Auprès des religieuses de la communauté, la jeune Elaine Cantagril semble trouver peu à peu un certain calme, voire un semblant d'apaisement...


ANGÉLUS 
ou 
LES SECRETS DE L’IMPALPABLE



The Convent Choir. painting by Jehan Georges Vibert

CHAPITRE 6 

   Un après-midi, Elaine se promenait dans les jardins du couvent en compagnie de Soeur Jeanne. L’air était chargé des premières senteurs du printemps. De nombreux oiseaux voletaient dans le jardin en pépiant. Un soleil encore timide faisait resplendir la Nature en fête. 

   La religieuse s’occupait des massifs de plantes et de fleurs, les élaguant à l’aide d’une petite faucille et d’une paire de ciseaux, traquant chaque brin d’herbe susceptible de détruire le bel agencement de l’ensemble. Elle y mettait de l’entrain et, en dépit de la règle de la bienséance, elle avait remonté ses manches plus qu’il n’aurait fallu. 

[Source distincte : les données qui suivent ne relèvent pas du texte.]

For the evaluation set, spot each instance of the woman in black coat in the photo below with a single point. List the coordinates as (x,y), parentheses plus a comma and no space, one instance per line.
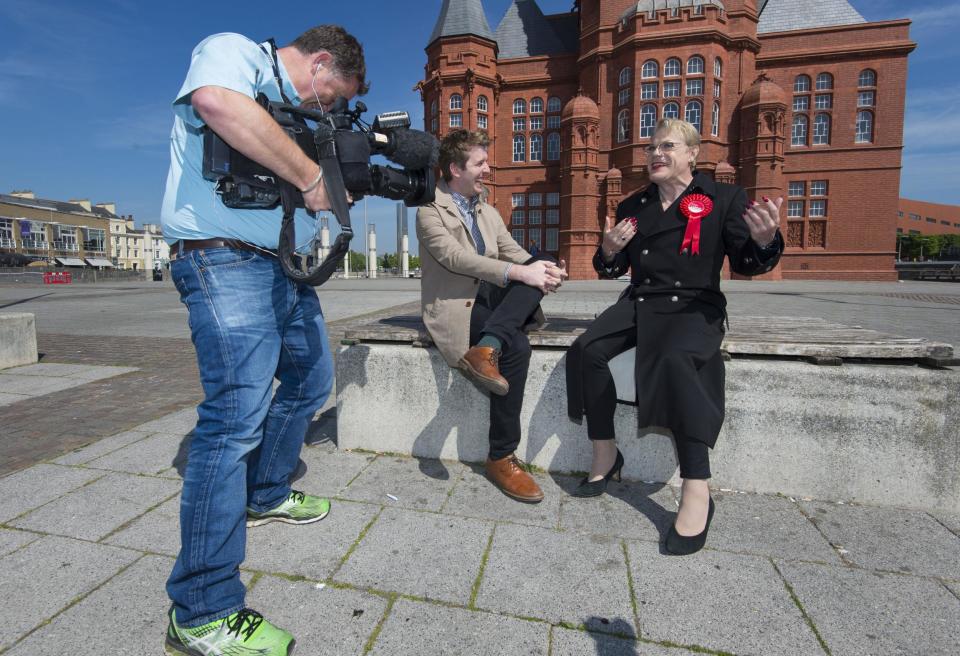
(673,237)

   A chaque mouvement qu’elle effectuait pour tailler les massifs, il lui échappait un léger soupir qui trahissait son plaisir. Elaine, quant à elle, la suivait avec une corbeille dans laquelle elle ramassait les multiples débris végétaux. 

   - Ce couvent m’amène à reprendre espoir, confia-t-elle à Soeur Jeanne, alors que cette dernière s’asseyait sur un banc, le visage rouge de l’effort accompli et qu’elle l’imitait. 

   - Je suis contente, Elaine. Si tu savais comme je suis heureuse ! Notre Seigneur t’a enfin effleurée de son amour et il va te transfigurer ! s’exclama la novice avec une joie enfantine. 

   Elaine sourit légèrement. 

   - C’est grâce à l’atmosphère de ce lieu, à ton amitié et à la grande piété des Soeurs. Ce calme que je commence à ressentir vient également de la Mère Supérieure qui m’a reçue avec une grande gentillesse... 

   A ces mots, Soeur Jeanne fronça les sourcils et un nuage de préoccupation brouilla la douceur de ses traits. 

   - J’ai dit quelque chose qui t’a fâchée ? demanda Elaine. 

   La jeune religieuse baissa la tête sans répondre. En elle semblait se livrer un dur combat. La prudence et la règle interne lui commandaient de se taire. Cependant, la jeunesse que charriait son sang généreux lui ordonnait de parler. Étonnée du changement qui venait de s’opérer chez la jeune novice, Elaine insista. 

   - Je croyais pourtant que votre communauté était depuis longtemps sanctifiée. D’ailleurs, à part Soeur de la Miséricorde que je trouve trop dure à ton égard, toutes les autres Soeurs me paraissent dignes d’éloge... Je te l’affirme : votre communauté me redonne envie de vivre. 

   Pendant qu’elle parlait, la vision d’Adrien, transformé en un squelette dégoulinant d’humeurs, fut là devant elle et, en dépit de ses efforts, des lambeaux de cette horreur l’emmaillotèrent un moment. 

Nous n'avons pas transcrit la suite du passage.